57% of delegates at the UK’s Association of Election Administrators’ (AEA) Annual Conference have voted in support of introducing an online voting option in elections. Taking place this week in Brighton, the Conference brings together election administrators from across the UK. Altogether, 64% voted to support online voting in one form or another.
The leading professional body of election administrators, the AEA consists of 1,660 members, the majority of whom are employed by local authorities to provide electoral registration and election services.
When asked about whether or not electors should be able to vote online in elections, 57% of delegates said it should be introduced but only as an option alongside existing methods of voting. This is the position advocated by WebRoots Democracy. A further 7% said there should be only online voting in elections.
The delegates’ vote is an expression of opinion, and is not a binding vote or AEA policy.
Should online voting be available? 57% of our delegates say that it should be an option #AEABrighton2017 pic.twitter.com/qmDQBmTefV
— AEA (@AEA_Elections) February 6, 2017
Chris Skidmore MP, the Minister for the Constitution will be addressing the conference in Brighton.
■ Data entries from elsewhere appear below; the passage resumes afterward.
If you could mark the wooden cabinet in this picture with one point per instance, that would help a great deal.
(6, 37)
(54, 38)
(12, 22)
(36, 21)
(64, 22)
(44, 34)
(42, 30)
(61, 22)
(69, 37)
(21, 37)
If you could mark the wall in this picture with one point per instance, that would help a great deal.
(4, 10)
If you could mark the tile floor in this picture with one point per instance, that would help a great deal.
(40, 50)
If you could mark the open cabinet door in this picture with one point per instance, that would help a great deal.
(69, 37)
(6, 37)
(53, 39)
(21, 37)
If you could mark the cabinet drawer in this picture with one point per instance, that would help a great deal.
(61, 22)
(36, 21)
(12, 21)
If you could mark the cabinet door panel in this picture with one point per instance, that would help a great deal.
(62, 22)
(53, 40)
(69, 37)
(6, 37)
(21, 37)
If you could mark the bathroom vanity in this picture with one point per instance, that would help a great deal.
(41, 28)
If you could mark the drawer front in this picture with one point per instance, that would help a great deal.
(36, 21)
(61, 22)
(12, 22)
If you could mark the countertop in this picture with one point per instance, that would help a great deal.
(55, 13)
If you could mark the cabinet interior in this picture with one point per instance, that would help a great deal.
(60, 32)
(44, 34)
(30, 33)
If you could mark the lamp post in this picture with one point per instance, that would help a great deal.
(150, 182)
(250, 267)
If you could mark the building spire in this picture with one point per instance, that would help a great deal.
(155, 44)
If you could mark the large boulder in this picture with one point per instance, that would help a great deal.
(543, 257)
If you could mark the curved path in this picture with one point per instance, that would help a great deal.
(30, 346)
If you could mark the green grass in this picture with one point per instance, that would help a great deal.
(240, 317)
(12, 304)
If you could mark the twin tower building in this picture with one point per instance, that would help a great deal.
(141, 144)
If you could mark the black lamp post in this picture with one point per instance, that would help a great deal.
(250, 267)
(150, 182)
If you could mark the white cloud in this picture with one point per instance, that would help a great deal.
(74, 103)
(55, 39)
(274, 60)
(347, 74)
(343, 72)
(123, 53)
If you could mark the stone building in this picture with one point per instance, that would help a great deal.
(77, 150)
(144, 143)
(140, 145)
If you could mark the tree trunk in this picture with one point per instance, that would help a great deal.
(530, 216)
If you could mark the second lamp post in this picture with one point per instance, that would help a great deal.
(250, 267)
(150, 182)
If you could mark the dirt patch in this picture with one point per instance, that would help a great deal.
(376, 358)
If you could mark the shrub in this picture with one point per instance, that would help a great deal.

His predecessor, John Penrose MP, said that online voting is being kept ‘under close review’ and opinion polls have repeatedly shown the majority of the British public in favour of such a reform.
WebRoots Democracy’s most recent report Democracy 2.0 calls on the Government to begin pilots and to follow through with the Speaker’s Commission recommendation for online voting to be an option in the 2020 General Election.